Kural olarak işçi, işveren tarafından haklı bir sebep olmaksızın işten çıkarılmış olması gerekir. Lakin işçi, iş akdini haklı bir sebebe dayandırarak tek taraflı olarak feshetmiş ise 1 yıllık çalışma şartını sağlaması halinde kıdem tazminatı almaya hak kazanacaktır.
İşçinin iş akdini haklı sebeple feshedebileceği haller 4857 sayılı kanunun 24. Maddesinde belirtilmiştir. Buna göre:
- İşin yapılması işçinin sağlığına ve yaşayışına tehlike oluşturuyorsa,
- Başka bir işçinin bulaşıcı bir hastalığa yakalanması,
- İşverenin iş sözleşmesi hakkında yanlış bilgiler vermesi,
- İşverenin işçiye veya ailesinden birine şeref, namus üzerine sözler söylemesi, işçiye cinsel tacizde bulunması,
- İşverenin işçiye veya aile üyelerinden birine karışması, şerefe ve haysiyet kırıcı laflar söylemesi,
- İşçinin işyerinde bir diğer işçi tarafından cinsel tacize uğraması bunu işverene bildirmesine rağmen işverenin herhangi bir önlem almaması,
- İşçinin ücretinin sözleşmeye, kanuna uygun olarak ödenmemiş olması,
- Zorlayıcı sebeplerin ortaya çıkması.
İhbar Tazminatı
İhbar tazminatı şartların oluşması halinde hem işçi hem de işveren tarafından talep edilebilir. Tazminata hak kazanmak için işçi veya işverenin haklı bir sebep olmaksızın ihbar süresine uymadan iş akdini feshetmiş olması gerekir.

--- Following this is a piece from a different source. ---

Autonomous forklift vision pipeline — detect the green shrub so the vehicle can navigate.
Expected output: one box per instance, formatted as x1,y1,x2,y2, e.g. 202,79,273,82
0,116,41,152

İhbar süreleri aşağıdaki gibidir:
- 6 aydan az çalışanlar için 2 hafta,
- 6 aydan 1,5 yıla kadar çalışanlar için 4 hafta,
- 5 yıldan 3 yıla kadar çalışanlar için 6 hafta,
- 3 yıldan fazla çalışması olanlar için 8 hafta.
Mobbing Tazminatı
Çalıştığı yerde mobbing maruz kalan işçi haklı nedenle derhal iş akdini feshedebilir. Bu durumda işçi kıdem tazminatını almaya hak kazanır. Yine kıdem tazminatının yanında işçi mobbingden kaynaklı manevi tazminat talebinde de bulunabilir. Yani bu durumda işçi hem kıdem tazminatı hem de mobbingden kaynaklı manevi tazminatı aynı anda alabilir. Mobbinge maruz kalan kişi bu durumu ispatlamak zorundadır.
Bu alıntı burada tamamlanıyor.